Reading the Tornado documentation, it's very clear how to call an async function to return a response:
class GenAsyncHandler(RequestHandler):
@gen.coroutine
def get(self):
http_client = AsyncHTTPClient()
response = yield http_client.fetch("http://example.com")
do_something_with_response(response)
self.render("template.html")
What's lacking is how should a call be made asynchronously to a background task that has no relevance to the current request:
class GenAsyncHandler(RequestHandler):
@gen.coroutine
def _background_task():
pass # do lots of background stuff
@gen.coroutine
def get(self):
_dont_care = yield self._background_task()
self.render("template.html")
This code would be expected to work, except that it runs synchronously and the request waits on it until it's finished.
What is the right way to asynchronously call this task, while immediately returning the current request?
Update: Since Tornado 4.0 (July 2014), the below functionality is available in the IOLoop.spawn_callback method.
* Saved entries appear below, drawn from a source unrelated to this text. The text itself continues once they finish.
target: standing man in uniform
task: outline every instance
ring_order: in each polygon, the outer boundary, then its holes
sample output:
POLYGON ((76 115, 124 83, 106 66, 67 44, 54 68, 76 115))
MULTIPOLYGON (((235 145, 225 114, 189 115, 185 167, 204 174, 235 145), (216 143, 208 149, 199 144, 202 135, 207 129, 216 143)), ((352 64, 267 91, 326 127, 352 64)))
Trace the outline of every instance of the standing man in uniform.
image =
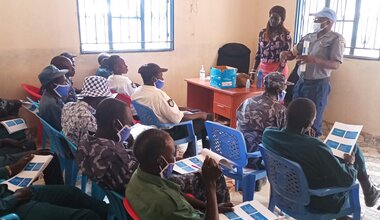
POLYGON ((323 111, 327 105, 330 93, 331 71, 339 68, 343 62, 345 40, 339 33, 332 31, 336 22, 336 13, 330 8, 323 8, 320 12, 311 14, 314 18, 314 32, 304 36, 291 50, 281 53, 282 60, 293 60, 306 65, 306 71, 300 72, 300 79, 293 90, 293 99, 305 97, 311 99, 317 115, 312 126, 314 136, 322 135, 323 111), (310 42, 308 55, 301 55, 304 42, 310 42))
MULTIPOLYGON (((136 89, 131 96, 132 100, 152 109, 161 123, 178 124, 181 121, 193 120, 195 134, 198 138, 202 138, 203 147, 209 148, 204 122, 205 120, 212 120, 212 117, 206 112, 189 112, 187 107, 178 107, 173 99, 161 90, 165 83, 162 73, 166 71, 168 69, 161 68, 155 63, 141 66, 138 72, 143 79, 144 85, 136 89)), ((186 135, 186 129, 182 129, 182 127, 174 127, 167 130, 167 132, 174 140, 186 135)), ((194 154, 193 149, 188 147, 183 157, 194 154)))

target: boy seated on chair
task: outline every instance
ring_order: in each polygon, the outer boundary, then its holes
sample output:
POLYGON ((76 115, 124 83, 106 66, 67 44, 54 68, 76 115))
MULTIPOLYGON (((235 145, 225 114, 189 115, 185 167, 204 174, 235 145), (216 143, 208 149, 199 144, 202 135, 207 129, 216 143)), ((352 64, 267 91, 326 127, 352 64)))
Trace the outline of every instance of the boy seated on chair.
MULTIPOLYGON (((101 187, 123 194, 139 164, 131 147, 131 111, 126 103, 107 98, 99 103, 95 117, 96 133, 88 133, 78 145, 78 166, 101 187)), ((181 186, 182 192, 191 193, 199 200, 206 199, 200 173, 173 175, 171 180, 181 186)), ((230 200, 223 175, 217 179, 217 199, 220 203, 230 200)))
MULTIPOLYGON (((148 63, 141 66, 138 72, 141 75, 144 85, 136 89, 131 98, 139 104, 145 105, 152 109, 161 123, 178 124, 181 121, 193 120, 194 132, 198 138, 202 138, 204 148, 210 148, 207 137, 205 120, 212 120, 211 115, 206 112, 189 112, 192 111, 187 107, 178 107, 166 92, 164 87, 163 73, 168 69, 161 68, 155 63, 148 63)), ((167 130, 174 140, 186 135, 185 127, 174 127, 167 130)), ((190 146, 190 144, 188 145, 190 146)), ((188 147, 183 157, 194 155, 193 149, 188 147)))
MULTIPOLYGON (((321 140, 305 135, 315 120, 314 102, 306 98, 293 100, 287 109, 285 129, 267 128, 263 145, 302 167, 311 189, 349 187, 356 179, 363 190, 365 204, 372 207, 380 191, 371 183, 366 171, 363 153, 358 145, 354 154, 337 159, 321 140)), ((344 194, 310 198, 309 207, 321 212, 336 213, 345 202, 344 194)))
POLYGON ((89 131, 95 133, 95 109, 99 102, 112 97, 107 80, 100 76, 88 76, 77 102, 66 103, 62 109, 62 131, 76 146, 89 131))
MULTIPOLYGON (((213 159, 206 157, 202 166, 207 191, 205 205, 184 196, 179 185, 169 180, 175 162, 175 146, 167 132, 144 131, 137 137, 133 152, 140 166, 125 194, 140 219, 219 219, 216 185, 221 171, 213 159)), ((223 211, 232 211, 231 206, 227 203, 221 207, 223 211)))
MULTIPOLYGON (((21 172, 33 158, 26 155, 16 163, 0 167, 0 178, 8 179, 21 172)), ((78 188, 64 185, 30 186, 12 192, 0 185, 0 215, 16 213, 23 220, 106 219, 108 205, 87 196, 78 188)))

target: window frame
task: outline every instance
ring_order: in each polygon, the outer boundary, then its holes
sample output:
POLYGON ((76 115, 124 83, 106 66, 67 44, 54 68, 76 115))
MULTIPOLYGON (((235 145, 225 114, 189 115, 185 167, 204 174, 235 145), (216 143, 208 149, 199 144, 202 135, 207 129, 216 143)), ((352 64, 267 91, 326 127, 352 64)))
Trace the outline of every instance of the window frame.
MULTIPOLYGON (((170 31, 169 34, 170 34, 170 38, 169 38, 169 42, 170 42, 170 47, 169 48, 162 48, 162 49, 145 49, 145 30, 144 30, 144 3, 145 3, 145 0, 141 0, 141 6, 140 6, 140 10, 141 10, 141 49, 123 49, 123 50, 115 50, 115 49, 111 49, 112 48, 112 45, 114 44, 113 41, 109 41, 109 49, 108 50, 91 50, 91 51, 85 51, 83 50, 83 43, 82 43, 82 33, 81 33, 81 25, 80 25, 80 12, 79 12, 79 1, 80 0, 76 0, 76 4, 77 4, 77 21, 78 21, 78 30, 79 30, 79 47, 80 47, 80 54, 99 54, 99 53, 103 53, 103 52, 106 52, 106 53, 143 53, 143 52, 166 52, 166 51, 174 51, 174 0, 166 0, 167 4, 169 5, 168 7, 168 13, 170 13, 168 15, 170 21, 169 21, 169 28, 168 30, 170 31)), ((108 5, 108 13, 107 13, 107 21, 108 21, 108 27, 112 27, 112 14, 110 13, 110 1, 111 0, 107 0, 107 5, 108 5)), ((106 32, 106 34, 108 34, 109 36, 109 39, 112 39, 112 28, 108 28, 108 32, 106 32), (111 37, 110 37, 111 35, 111 37)))
MULTIPOLYGON (((302 36, 300 36, 300 28, 303 25, 302 15, 301 15, 301 7, 302 7, 303 1, 306 1, 306 0, 297 0, 296 2, 296 18, 295 18, 295 24, 294 24, 294 27, 295 27, 294 28, 294 45, 296 45, 302 38, 302 36)), ((329 7, 331 3, 331 0, 318 0, 318 1, 324 1, 325 7, 329 7)), ((378 50, 379 52, 376 58, 354 55, 355 49, 363 49, 363 48, 356 47, 357 35, 358 35, 358 29, 359 29, 361 3, 362 3, 362 0, 355 0, 355 15, 353 19, 353 27, 352 27, 352 33, 351 33, 351 45, 346 45, 345 49, 349 50, 349 54, 345 54, 344 57, 350 58, 350 59, 358 59, 358 60, 380 61, 380 49, 373 48, 373 50, 378 50)))

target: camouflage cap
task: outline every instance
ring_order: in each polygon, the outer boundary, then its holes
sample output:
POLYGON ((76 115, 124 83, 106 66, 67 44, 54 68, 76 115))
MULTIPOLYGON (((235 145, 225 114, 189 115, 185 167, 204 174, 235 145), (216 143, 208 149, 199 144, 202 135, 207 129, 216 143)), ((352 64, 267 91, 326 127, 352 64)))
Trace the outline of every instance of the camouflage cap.
POLYGON ((294 83, 288 82, 285 76, 279 72, 269 73, 264 78, 265 88, 283 88, 285 85, 294 85, 294 83))

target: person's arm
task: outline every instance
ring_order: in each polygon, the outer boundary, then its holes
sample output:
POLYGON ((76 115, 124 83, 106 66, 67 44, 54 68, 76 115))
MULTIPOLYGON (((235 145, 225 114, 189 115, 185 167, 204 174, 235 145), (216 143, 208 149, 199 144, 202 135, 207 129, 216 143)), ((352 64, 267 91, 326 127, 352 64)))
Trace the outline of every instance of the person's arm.
MULTIPOLYGON (((290 33, 286 34, 286 39, 284 42, 284 46, 281 48, 282 51, 289 51, 292 45, 292 36, 290 36, 290 33)), ((278 72, 282 72, 282 70, 285 68, 286 60, 280 59, 280 65, 277 69, 278 72)))
POLYGON ((321 150, 321 155, 318 155, 319 164, 322 175, 332 185, 336 187, 349 187, 356 181, 357 171, 352 165, 355 158, 345 159, 346 163, 340 163, 339 160, 332 154, 331 150, 321 143, 327 150, 321 150), (351 161, 350 161, 351 160, 351 161))
POLYGON ((181 121, 190 121, 194 119, 202 119, 202 120, 207 120, 207 113, 206 112, 196 112, 192 114, 184 114, 183 118, 181 121))
POLYGON ((216 180, 221 175, 218 164, 210 157, 206 157, 202 166, 202 177, 206 185, 207 204, 205 220, 218 220, 218 202, 216 198, 216 180))
POLYGON ((264 31, 260 31, 259 33, 259 41, 257 43, 257 51, 255 55, 255 64, 253 64, 253 71, 256 72, 257 68, 260 65, 260 60, 261 60, 261 50, 260 50, 260 42, 262 42, 264 31))
POLYGON ((336 70, 340 66, 340 61, 338 60, 325 60, 325 59, 312 56, 312 55, 299 55, 296 58, 297 58, 297 62, 300 62, 301 64, 313 63, 326 69, 336 70))

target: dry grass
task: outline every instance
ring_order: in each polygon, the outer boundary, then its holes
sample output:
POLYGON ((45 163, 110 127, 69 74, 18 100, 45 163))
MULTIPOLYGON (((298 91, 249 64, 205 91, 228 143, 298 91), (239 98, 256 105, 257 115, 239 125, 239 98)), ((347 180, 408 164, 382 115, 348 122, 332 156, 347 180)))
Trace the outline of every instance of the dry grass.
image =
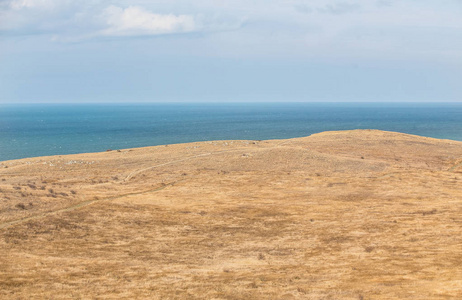
POLYGON ((349 131, 6 162, 0 298, 461 298, 461 157, 349 131))

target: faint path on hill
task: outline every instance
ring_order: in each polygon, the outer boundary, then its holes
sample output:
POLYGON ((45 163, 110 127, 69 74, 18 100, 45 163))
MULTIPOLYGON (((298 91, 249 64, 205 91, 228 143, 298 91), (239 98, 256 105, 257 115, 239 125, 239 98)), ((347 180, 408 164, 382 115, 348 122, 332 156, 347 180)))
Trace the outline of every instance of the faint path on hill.
POLYGON ((26 218, 22 218, 22 219, 2 223, 2 224, 0 224, 0 229, 6 228, 6 227, 9 227, 9 226, 13 226, 13 225, 16 225, 16 224, 20 224, 20 223, 23 223, 23 222, 27 222, 27 221, 30 221, 30 220, 44 218, 44 217, 54 215, 54 214, 57 214, 57 213, 61 213, 61 212, 73 211, 73 210, 76 210, 78 208, 85 207, 85 206, 91 205, 91 204, 96 203, 96 202, 112 201, 112 200, 119 199, 119 198, 122 198, 122 197, 133 196, 133 195, 142 195, 142 194, 161 191, 161 190, 163 190, 163 189, 165 189, 165 188, 167 188, 169 186, 175 185, 176 183, 178 183, 180 181, 181 180, 171 182, 171 183, 168 183, 168 184, 165 184, 163 186, 157 187, 155 189, 150 189, 150 190, 147 190, 147 191, 127 193, 127 194, 122 194, 122 195, 117 195, 117 196, 111 196, 111 197, 106 197, 106 198, 101 198, 101 199, 93 199, 93 200, 87 200, 87 201, 79 202, 77 204, 74 204, 74 205, 71 205, 71 206, 68 206, 68 207, 65 207, 65 208, 61 208, 61 209, 57 209, 57 210, 53 210, 53 211, 47 211, 47 212, 44 212, 44 213, 41 213, 41 214, 38 214, 38 215, 35 215, 35 216, 30 216, 30 217, 26 217, 26 218))
MULTIPOLYGON (((284 144, 286 144, 286 143, 288 143, 288 142, 290 142, 290 141, 291 141, 290 139, 289 139, 289 140, 284 140, 284 142, 282 142, 282 143, 279 143, 279 144, 276 144, 276 145, 273 146, 273 147, 268 147, 268 148, 264 148, 264 149, 273 149, 273 148, 277 148, 277 147, 279 147, 279 146, 283 146, 284 144)), ((173 165, 173 164, 176 164, 176 163, 179 163, 179 162, 191 160, 191 159, 198 158, 198 157, 205 157, 205 156, 210 156, 210 155, 218 154, 218 153, 237 152, 237 151, 242 151, 242 150, 255 150, 255 149, 237 148, 237 149, 220 150, 220 151, 215 151, 215 152, 207 152, 207 153, 202 153, 202 154, 198 154, 198 155, 194 155, 194 156, 189 156, 189 157, 186 157, 186 158, 177 159, 177 160, 169 161, 169 162, 166 162, 166 163, 162 163, 162 164, 150 166, 150 167, 147 167, 147 168, 144 168, 144 169, 135 170, 135 171, 131 172, 130 174, 128 174, 127 177, 125 177, 124 181, 129 181, 129 180, 132 179, 133 176, 135 176, 135 175, 138 175, 138 174, 140 174, 140 173, 143 173, 143 172, 145 172, 145 171, 148 171, 148 170, 151 170, 151 169, 155 169, 155 168, 158 168, 158 167, 173 165)))
POLYGON ((455 164, 454 166, 452 166, 448 171, 449 172, 453 172, 455 169, 459 168, 459 167, 462 167, 462 162, 458 163, 458 164, 455 164))
MULTIPOLYGON (((231 150, 228 150, 228 151, 231 151, 231 150)), ((222 151, 220 151, 220 152, 222 152, 222 151)), ((177 159, 177 160, 169 161, 169 162, 166 162, 166 163, 154 165, 154 166, 147 167, 147 168, 144 168, 144 169, 135 170, 135 171, 131 172, 130 174, 128 174, 128 176, 125 177, 124 181, 129 181, 130 179, 133 178, 133 176, 138 175, 140 173, 143 173, 145 171, 151 170, 151 169, 155 169, 155 168, 163 167, 163 166, 168 166, 168 165, 173 165, 173 164, 176 164, 176 163, 179 163, 179 162, 191 160, 191 159, 198 158, 198 157, 209 156, 209 155, 212 155, 214 153, 217 153, 217 152, 202 153, 202 154, 198 154, 198 155, 194 155, 194 156, 190 156, 190 157, 186 157, 186 158, 177 159)))
MULTIPOLYGON (((286 144, 286 143, 288 143, 290 141, 291 141, 290 139, 289 140, 284 140, 284 142, 278 143, 273 147, 267 147, 267 148, 265 147, 263 149, 274 149, 274 148, 277 148, 279 146, 283 146, 284 144, 286 144)), ((257 148, 257 149, 261 149, 261 148, 257 148)), ((166 163, 154 165, 154 166, 151 166, 151 167, 148 167, 148 168, 133 171, 130 174, 128 174, 128 176, 124 179, 124 181, 129 181, 131 178, 133 178, 133 176, 138 175, 138 174, 140 174, 142 172, 154 169, 154 168, 167 166, 167 165, 172 165, 172 164, 176 164, 176 163, 179 163, 179 162, 191 160, 191 159, 194 159, 194 158, 206 157, 206 156, 210 156, 210 155, 213 155, 213 154, 227 153, 227 152, 238 152, 238 151, 243 151, 243 150, 255 150, 255 149, 237 148, 237 149, 230 149, 230 150, 220 150, 220 151, 215 151, 215 152, 202 153, 202 154, 186 157, 186 158, 183 158, 183 159, 177 159, 177 160, 169 161, 169 162, 166 162, 166 163)), ((173 186, 174 184, 176 184, 176 183, 178 183, 180 181, 181 180, 178 180, 178 181, 175 181, 175 182, 172 182, 172 183, 168 183, 168 184, 166 184, 164 186, 157 187, 155 189, 151 189, 151 190, 147 190, 147 191, 143 191, 143 192, 127 193, 127 194, 122 194, 122 195, 117 195, 117 196, 112 196, 112 197, 107 197, 107 198, 102 198, 102 199, 94 199, 94 200, 87 200, 87 201, 79 202, 77 204, 71 205, 71 206, 66 207, 66 208, 61 208, 61 209, 57 209, 57 210, 54 210, 54 211, 48 211, 48 212, 44 212, 44 213, 41 213, 41 214, 38 214, 38 215, 35 215, 35 216, 30 216, 30 217, 26 217, 26 218, 17 219, 17 220, 2 223, 2 224, 0 224, 0 229, 4 229, 4 228, 7 228, 9 226, 21 224, 23 222, 27 222, 27 221, 30 221, 30 220, 40 219, 40 218, 50 216, 50 215, 54 215, 54 214, 61 213, 61 212, 73 211, 73 210, 79 209, 81 207, 91 205, 91 204, 96 203, 96 202, 112 201, 112 200, 122 198, 122 197, 126 197, 126 196, 141 195, 141 194, 146 194, 146 193, 157 192, 157 191, 163 190, 163 189, 165 189, 165 188, 167 188, 169 186, 173 186)))

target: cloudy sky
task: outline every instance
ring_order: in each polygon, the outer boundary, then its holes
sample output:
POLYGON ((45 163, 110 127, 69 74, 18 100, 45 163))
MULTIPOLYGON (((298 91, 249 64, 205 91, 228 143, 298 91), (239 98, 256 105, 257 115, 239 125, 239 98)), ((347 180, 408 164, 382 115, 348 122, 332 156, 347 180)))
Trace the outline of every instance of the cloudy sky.
POLYGON ((0 102, 462 101, 461 0, 0 0, 0 102))

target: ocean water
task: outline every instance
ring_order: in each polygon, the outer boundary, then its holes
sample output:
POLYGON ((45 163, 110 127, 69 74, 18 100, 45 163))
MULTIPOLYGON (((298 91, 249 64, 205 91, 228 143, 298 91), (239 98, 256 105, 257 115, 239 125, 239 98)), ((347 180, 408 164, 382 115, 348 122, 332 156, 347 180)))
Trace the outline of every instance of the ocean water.
POLYGON ((346 129, 462 141, 462 103, 0 104, 0 161, 346 129))

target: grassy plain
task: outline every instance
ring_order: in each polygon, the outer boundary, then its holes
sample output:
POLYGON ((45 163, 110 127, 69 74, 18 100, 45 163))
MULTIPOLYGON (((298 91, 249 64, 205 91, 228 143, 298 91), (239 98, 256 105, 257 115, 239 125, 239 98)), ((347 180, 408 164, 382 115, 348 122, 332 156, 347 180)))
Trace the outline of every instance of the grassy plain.
POLYGON ((461 299, 462 142, 375 130, 0 162, 1 299, 461 299))

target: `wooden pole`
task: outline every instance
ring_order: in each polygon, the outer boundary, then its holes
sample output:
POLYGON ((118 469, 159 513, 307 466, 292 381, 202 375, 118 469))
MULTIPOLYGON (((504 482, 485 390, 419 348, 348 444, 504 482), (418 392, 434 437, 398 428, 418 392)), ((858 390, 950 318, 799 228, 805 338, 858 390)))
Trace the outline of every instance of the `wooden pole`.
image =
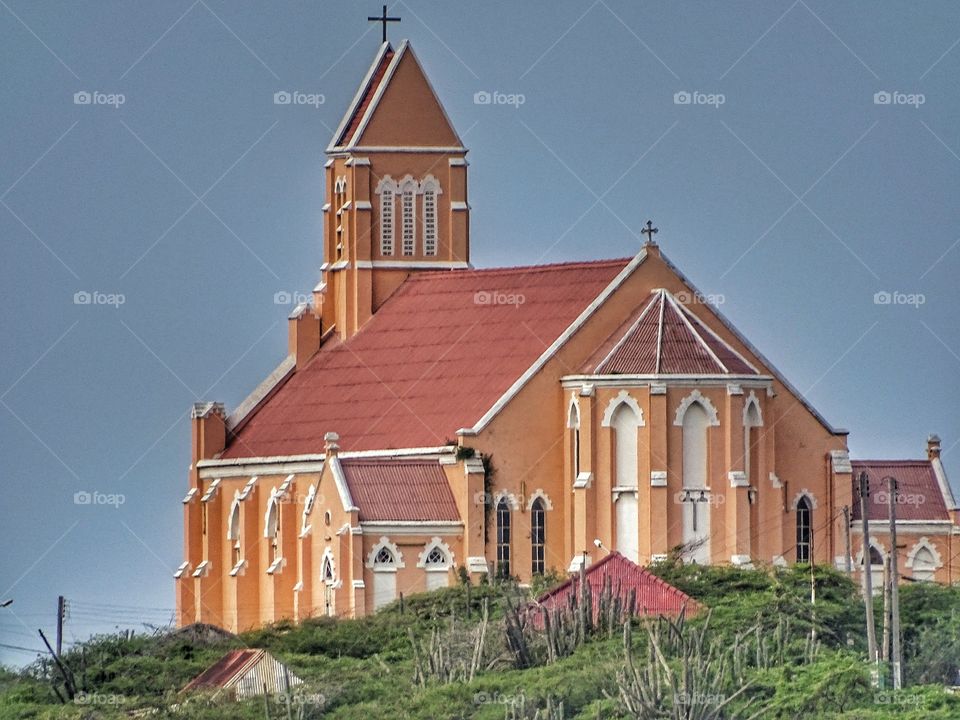
POLYGON ((883 561, 883 640, 880 642, 880 657, 890 662, 890 557, 883 561))
POLYGON ((867 498, 870 497, 870 478, 860 473, 860 519, 863 524, 863 605, 867 616, 867 652, 870 662, 877 661, 877 628, 873 623, 873 573, 870 563, 870 520, 867 498))
POLYGON ((843 537, 846 541, 846 551, 847 554, 844 556, 844 561, 847 566, 847 577, 850 577, 853 573, 853 561, 850 555, 850 506, 843 506, 843 537))
POLYGON ((66 600, 63 595, 57 598, 57 655, 63 654, 63 611, 66 600))
POLYGON ((897 480, 887 478, 890 483, 890 633, 891 658, 893 663, 893 689, 903 687, 903 652, 900 647, 900 573, 897 569, 897 480))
Unfortunately it's kind of tricky. You need to both detach the background task from the current request (so that a failure in the background task doesn't result in a random exception thrown into the request) and ensure that something is listening to the background task's result (to log its errors if nothing else). This means something like this:
from tornado.ioloop import IOLoop
from tornado.stack_context import run_in_stack_context, NullContext
IOLoop.current().add_future(run_in_stack_context(NullContext(), self._background_task),
lambda f: f.result())
Something like this will probably be added to tornado itself in the future.